My journey towards femininity, with all the bumps in the road. Who knows where this road will lead? But it certainly will be a prettier road, and one well worth traveling.
Sunday, August 30, 2020
And soon, I must make a hard decision....
My current dating situation reminds me of some advice given by Julius Henry (Groucho) Marx. He advised a young man that: (1) He should find a woman who knows how to cook, (2) He should find a woman who will care for you when you are sick, (3) He should find a woman who will laugh at his jokes, and (4) He should find a woman who is good in bed. But lastly, Groucho advised: He should never let these women meet. Given the juggling I've been doing over the last few weeks, I feel like the man to whom Groucho gave his sage advice.
Let's call the 3 ladies I've been dating, FH, MB, and FL. If one of these ladies ends up being a long term "girlfriend", I'll assign a new name for ease of reference. FH lives on Long Island, and doesn't drive. MB lives in the Hudson Valley, has seen me as Marian, but I've only met her twice. FL lives in New Jersey, knows about my feminine side, has seen me twice, and is already interested in spending a weekend together. All 3 of these ladies might be good choices for me, but each one has some unknowns that could derail a relationship. Things have come to a decision point with one of them, and I have to figure out whether I want to move forward with this relationship, or take a pass and bet on one of the other 2 working out.
One advantage that my most recent round of dating has had for me, is that it has helped me finally heal from the wreckage of my last relationship. During the worst of the pandemic, my ex blocked me from accessing one of the few groups meeting virtually that would transition to in person meetups later in the year. Of course, she couldn't deal with my existence as Marian, and grew to hate this side of me over the last year we were together. So she did her damnedest to blackball me from one group, but she wasn't able to blackball me from the other. In the end, we wound up in the same place had we negotiated a settlement between us, but with much more anger along the way.

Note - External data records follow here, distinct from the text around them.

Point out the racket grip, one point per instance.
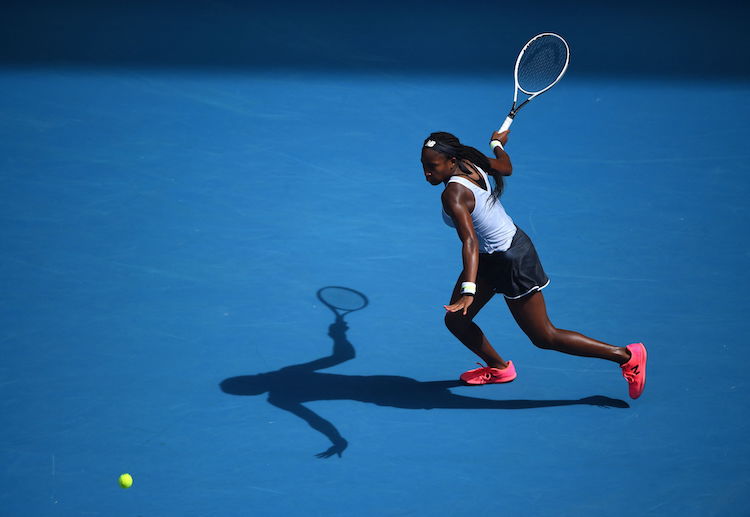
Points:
(506, 124)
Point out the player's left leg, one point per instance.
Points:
(530, 312)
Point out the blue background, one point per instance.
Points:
(178, 181)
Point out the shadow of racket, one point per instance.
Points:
(342, 300)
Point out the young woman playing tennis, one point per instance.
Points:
(498, 257)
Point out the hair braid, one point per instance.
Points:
(450, 146)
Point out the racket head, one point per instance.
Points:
(541, 63)
(342, 300)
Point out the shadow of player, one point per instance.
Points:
(290, 387)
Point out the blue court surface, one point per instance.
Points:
(166, 225)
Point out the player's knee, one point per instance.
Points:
(545, 338)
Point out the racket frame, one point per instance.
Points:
(513, 110)
(334, 309)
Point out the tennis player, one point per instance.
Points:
(498, 257)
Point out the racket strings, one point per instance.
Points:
(343, 298)
(542, 64)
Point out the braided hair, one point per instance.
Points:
(450, 146)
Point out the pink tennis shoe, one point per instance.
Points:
(634, 370)
(487, 375)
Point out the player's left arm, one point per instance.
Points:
(501, 161)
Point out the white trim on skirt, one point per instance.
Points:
(535, 288)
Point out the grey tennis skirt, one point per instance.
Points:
(516, 272)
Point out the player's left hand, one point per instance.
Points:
(462, 304)
(502, 137)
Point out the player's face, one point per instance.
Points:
(436, 166)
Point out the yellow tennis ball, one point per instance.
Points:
(126, 481)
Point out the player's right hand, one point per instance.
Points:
(502, 137)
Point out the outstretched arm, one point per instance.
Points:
(458, 202)
(315, 421)
(342, 350)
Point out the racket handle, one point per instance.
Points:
(506, 124)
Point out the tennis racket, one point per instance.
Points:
(342, 300)
(540, 65)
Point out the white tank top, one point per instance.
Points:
(494, 227)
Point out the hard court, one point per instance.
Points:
(180, 179)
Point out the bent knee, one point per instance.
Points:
(545, 338)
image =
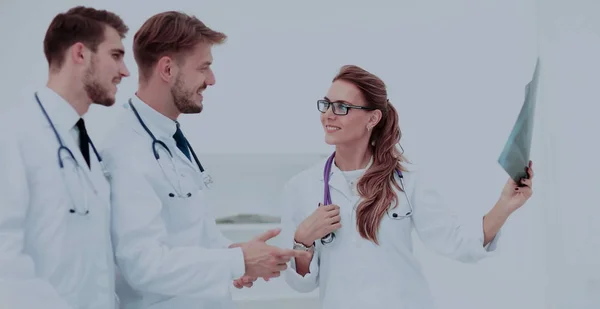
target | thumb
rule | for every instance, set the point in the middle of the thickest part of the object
(267, 235)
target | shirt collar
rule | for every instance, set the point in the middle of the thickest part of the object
(61, 113)
(160, 125)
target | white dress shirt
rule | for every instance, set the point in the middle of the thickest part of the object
(169, 250)
(353, 272)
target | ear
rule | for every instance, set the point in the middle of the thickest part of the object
(374, 118)
(77, 53)
(166, 68)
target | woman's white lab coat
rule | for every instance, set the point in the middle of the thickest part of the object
(50, 258)
(169, 251)
(353, 272)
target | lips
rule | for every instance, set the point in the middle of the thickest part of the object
(330, 128)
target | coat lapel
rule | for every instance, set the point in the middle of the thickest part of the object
(338, 186)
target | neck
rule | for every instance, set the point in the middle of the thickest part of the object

Of the women I've dated recently, FH is someone I like. But I'm not sure if we share enough chemistry to move forward. We like each other, but I think the habits formed during the first days of "pandemic dating" may yet get the better of us. MB already accepts me as Marian, and has yet to see me as Mario. What will she think? What would it be like if we were to get intimate? Would she mind if I were the one to wear the silky nightgowns? And then, that leaves us with FL. She likes this area where I live. Yet, I think she might want to live closer to her family in New Jersey. Could we find a happy middle ground?
So many questions.....
Wednesday, August 26, 2020
Where can a zaftig woman shop now?
It's sad to see a store chain die - especially when it is one that you depended on for clothing that fits. In my case, it was Catherine's, a brand of the Ascena Group. This firm also owns the Lane Bryant chain, and will be keeping many of their stores open. Unfortunately, there will be no Lane Bryant stores near me, nor will there be any stores left that cater to the larger, plus size woman.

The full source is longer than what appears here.